House Speaker Thom Tillis is running, and, polls show, trailing, in the race to represent North Carolina in the U.S. Senate.

— Only one poll that I know of since mid-May finds Republican Thom Tillis with a lead over incumbent Democrat Kay Hagan in North Carolina's U.S. Senate race.

That poll, conducted by “YouGov,” was commissioned by CBS/NY Times and reported a 1 percentage point lead for Tillis. Of course, a 1 point lead is really a dead heat (i.e., “too close to call”). Nevertheless, this poll has sparked controversy and soul-searching among industry professionals.

The poll is controversial because of how it was conducted, and the decision by The New York Times to stand behind it, not because of its results, although the data are clearly in dispute, too.

YouGov conducts its surveys online – completely. Adults are recruited to take the surveys, but the critical factor is that they are not chosen through probability methods where all persons in the defined population (say, in North Carolina) have an equal chance of being asked for their opinion.

It is an understatement to point out that probability-based sampling methods have enabled large-scale representative surveys to be successful for almost a century.

Nate Cohn recently explained, in a post for the Times' “Upshot” blog, the issues at stake. This is a big deal.

As reported in Politico, the American Association of Public Opinion Research (AAPOR) has issued a statement highly critical of The New York Times and CBS News for promoting survey results obtained through a methodology devoid of a theoretical underpinning.

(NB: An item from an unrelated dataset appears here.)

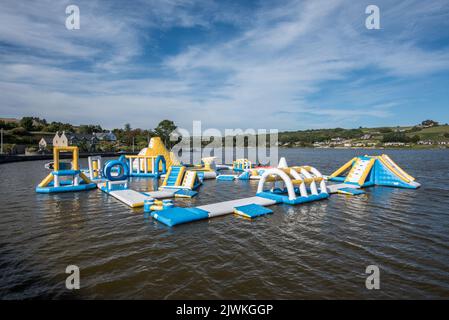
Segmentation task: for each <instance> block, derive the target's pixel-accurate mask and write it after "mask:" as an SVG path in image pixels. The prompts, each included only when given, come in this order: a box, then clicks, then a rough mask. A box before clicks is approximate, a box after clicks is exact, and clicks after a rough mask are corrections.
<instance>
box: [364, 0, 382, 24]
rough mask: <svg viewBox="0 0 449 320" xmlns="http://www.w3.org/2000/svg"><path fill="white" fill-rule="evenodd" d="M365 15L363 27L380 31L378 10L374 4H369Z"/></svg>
mask: <svg viewBox="0 0 449 320" xmlns="http://www.w3.org/2000/svg"><path fill="white" fill-rule="evenodd" d="M365 13H366V14H369V16H368V17H366V20H365V27H366V28H367V29H369V30H371V29H376V30H378V29H380V9H379V7H378V6H376V5H374V4H370V5H369V6H367V7H366V9H365Z"/></svg>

I don’t have a lot to add to what has already been said, especially after the Pew Research Center did a great job of identifying the key aspects of the controversy and Upshot Editor David Leonhardt agreed to an interview with Chris Cillizza from The Washington Post. I thought this development was worthy of highlighting, though, because the decision for a major news organization to promote survey data collected via a non-probability sampling technique is, well, newsworthy.

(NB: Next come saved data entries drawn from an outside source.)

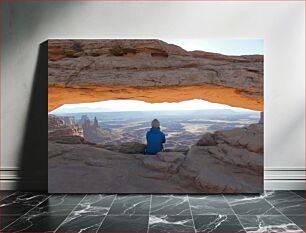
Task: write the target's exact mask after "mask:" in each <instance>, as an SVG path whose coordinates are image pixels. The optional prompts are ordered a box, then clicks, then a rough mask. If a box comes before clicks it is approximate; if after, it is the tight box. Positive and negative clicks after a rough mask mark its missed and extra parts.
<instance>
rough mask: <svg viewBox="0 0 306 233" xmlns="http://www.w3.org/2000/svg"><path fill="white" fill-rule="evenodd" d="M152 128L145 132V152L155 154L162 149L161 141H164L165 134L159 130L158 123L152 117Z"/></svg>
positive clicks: (159, 129) (164, 139) (159, 128)
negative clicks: (146, 144) (146, 139)
mask: <svg viewBox="0 0 306 233" xmlns="http://www.w3.org/2000/svg"><path fill="white" fill-rule="evenodd" d="M151 126H152V128H151V129H150V130H149V131H148V132H147V135H146V138H147V148H146V154H149V155H155V154H157V153H158V152H160V151H162V150H163V143H165V142H166V136H165V134H164V133H163V132H162V131H160V123H159V121H158V120H157V119H154V120H153V121H152V123H151Z"/></svg>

If I had anything to contribute, it would be the following.

I used to be “old school” about sampling methods – until a few months ago. By that, I mean I would have dismissed the YouGov poll almost out of hand, as many others have done.

Yet, the truth of the matter is that probability sampling is itself broken, and polls that portend to use it depend on weighting their data afterwards. I am unaware of any national or state-level poll that is reported without weighting because the raw data are inaccurate. Response rates for phone surveys have dipped into the single digits. A growing segment of the population cannot be reached over a land line. It's not clear to me how entirely different a poll conducted over the phone where nearly half the population can’t be reached that way – or won’t answer – is from a poll where people opt in to the sample and are contacted only via email.

The only online panel that I personally have confidence in using is GFK, formally “Knowledge Networks.” The difference is that panelists are recruited via probability sampling, finding adults via land phones, cellphones and the Internet, who are representative of the population, and only then sampling from within this massively large panel. The debate about the validity of YouGov is far from settled, but this really is the cutting edge of either a brand new way to conduct reliable surveys or the tip of the iceberg about to sink the Titanic.